Aparecieron rostros extraños. Eran sólo rostros extraños, la tía, amigos, conocidos, Demeter, Johannes, lo sabía bien y, no obstante, no dejaban de ser rostros extraños. De pronto sintió miedo de ellos, como alguien que teme ser tratado con demasiado rigor. Se esforzó por pensar en Johannes, pero ya no pudo imaginarse cómo lucía hacía unas pocas horas, se le confundió con los otros; se le ocurrió que él se había alejado de ella, muy lejos, como entre una multitud; sentía como si sus ojos, ladinos y ocultos, la estuvieran mirando desde algún lugar. Veronika se encogió hasta hacerse muy pequeña y se quiso cerrar ante tal idea, pero tan sólo se percibió con una claridad que se derretía suavemente. Y, paulatinamente, perdió por completo la sensación de haber sido otra cosa. Apenas podía distinguirse ya de los otros, y todos esos rostros apenas se distinguían unos de otros, emergían y desaparecían unos en otros, le daban asco, como cabellos despeinados y, no obstante, se enredaban en ellos, les contestaba a ellos, a quienes no entendía, sólo tenía esa única necesidad de hacer algo, había un desasosiego en ella que, bajo su piel, quería salir al exterior, como millares de pequeños animales, y los viejos rostros volvían a emerger una y otra vez, toda la casa estaba llena de esa inquietud. Se puso en pie de un salto y dio algunos pasos. Y, de pronto, todo quedó en silencio. Gritó y nadie le contestó; volvió a gritar y nada contestó. Miró buscando a su alrededor, todo se hallaba inmóvil en su lugar. Y, sin embargo, se sentía a sí misma. Lo que vino después fue, al principio, como un breve vértigo que atravesara pocos días. Un esfuerzo desesperado por recordar, a veces, qué había sido lo que ella sintió como real aquella vez, y qué podía haber hecho para que fuera así. Durante esa época, Veronika caminaba intranquila por la casa; sucedía que, a veces, se levantaba en la noche y caminaba por la casa. Pero al hacerlo sólo sentía lo pelado,

enlucido de las habitaciones que se elevaban en torno a la luz de las velas, y las tinieblas que todavía pendían como en jirones; ella lo sentía como algo que gritaba lleno de voluptuosidad y que, algo e inanimado, se erguía junto a las paredes. Cuando se imaginaba cómo corría el suelo bajo sus pies descalzos, se podía quedar inmóvil minutos enteros, reflexionando como si quisiera fijar con la mirada un sitio específico en un agua que fluyera debajo de ella; la invadía entonces un mareo que surgía de aquellos pensamientos que ya no podía percibir, y sólo cuando los dedos de sus pies se acalambraban en las ranuras del entarimado, donde los rozaba el fino y suave polvo, o cuando las plantas de sus pies sentían las pequeñas y sucias irregularidades del suelo, se sentía más ligera, como si hubiera recibido un golpe en el cuerpo desnudo.
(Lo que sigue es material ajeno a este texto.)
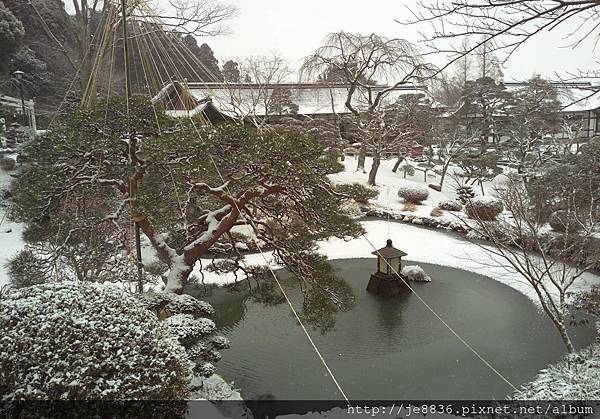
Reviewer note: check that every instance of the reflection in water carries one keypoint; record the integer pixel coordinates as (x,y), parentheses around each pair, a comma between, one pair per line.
(389,349)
Pero, poco a poco, fue sintiendo ya sólo lo presente y el recuerdo de esa noche ya no era nada que esperara de nuevo, sino sólo la sombra de esa oculta alegría que se había cernido sobre la realidad en que vivía. A veces se deslizaba furtivamente hacia la puerta cerrada de la casa y espiaba hasta que escuchaba pasar a un hombre. La idea de que estaba ahí parada, sólo en camisón, casi desnuda y abierta por debajo, mientras un hombre pasaba de largo, tan cerca y separado de ella únicamente por una plancha de madera, casi la hacía encorvarse. Pero lo que le parecía más misterioso era que también algo de ella se encontraba afuera, pues un rayo de su luz se filtraba por el fino ojo de la cerradura y el temblor de su mano debía pasar con él hasta palpar, apresurado, los vestidos del pasante. Y una vez, al hacerlo, pensó repentinamente que ahora se encontraba sola en la casa con Demeter, ese amasijo de vicios. Se estremeció y desde entonces ocurrió con mayor frecuencia que pasaran uno junto al otro en las escaleras. También se

saludaban, pero sólo con palabras irrelevantes. Sólo una vez él se detuvo junto a ella, y ambos buscaron algo más que decir. Veronika notó las rodillas de Demeter en los estrechos pantalones de montar y sus labios, que eran como un breve y ancho tajo sangrante, y pensó cómo sería Johannes, ya que seguramente regresaría; en ese momento vio la punta de la barba de Demeter como algo inmenso frente a la descolorida superficie de una ventana. Y, después de un rato, los dos siguieron su camino, sin haber dicho nada más.